Electric wires hanging loose, encroached entry and exit points and the absence of a centralised fire-fighting mechanism mean Chandni Chowk Market is just as vulnerable to fire as a Nandaram or a Readymade Centre.

“The Fire and Emergency Services headquarters is very close to the market, though that won’t be of much help in the event of a big blaze. The combustible items stocked in the market will help the flames to spread in no time,” divisional fire officer Uday Adhikary said.

Most of the traders appeared not only nonchalant about fire hazards but ignorant, too. “People here are so busy carrying out business that nobody takes the initiative (to put fire safety measures in place),” said the owner of Parijat Traders, which sells naphthalene balls.
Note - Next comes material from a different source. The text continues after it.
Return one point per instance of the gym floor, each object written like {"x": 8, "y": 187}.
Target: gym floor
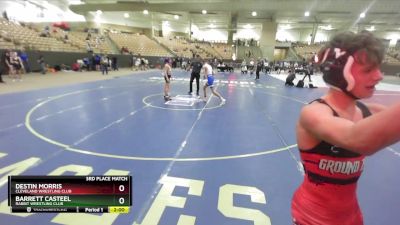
{"x": 191, "y": 162}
The 75-sq-ft shop is crammed with goods, but does not have a fire extinguisher.

Some traders said they could themselves control a blaze by being alert. “There has only been one big fire in the history of the market. Small incidents are tackled by the shop-owners. We are a very active bunch,” said Amit Kapoor, the owner of Karan Sales Agency.

The almost century-old market has more than 250 shops and nine entry and exit points, each not more than five feet wide. The narrow passageways become narrower still when shop-owners display their goods outside the shutters. The booming market for pirated CDs has added to congestion on the road in front of the market.

“Hawkers have encroached on every inch of available space and made evacuation more difficult, if not impossible, in the event of a fire breaking out or any other calamity. It is very difficult to move in or out of the market in the evening, when the footfall increases,” said shopper Sourav Sil, pointing towards the congestion in front of one of the exits that lead to Haji Restaurant.

The civic authorities recently decided to make it mandatory for all traders to get a fire licence or a no-objection certificate from the fire services department before applying for a trade permit or renewal of an old one.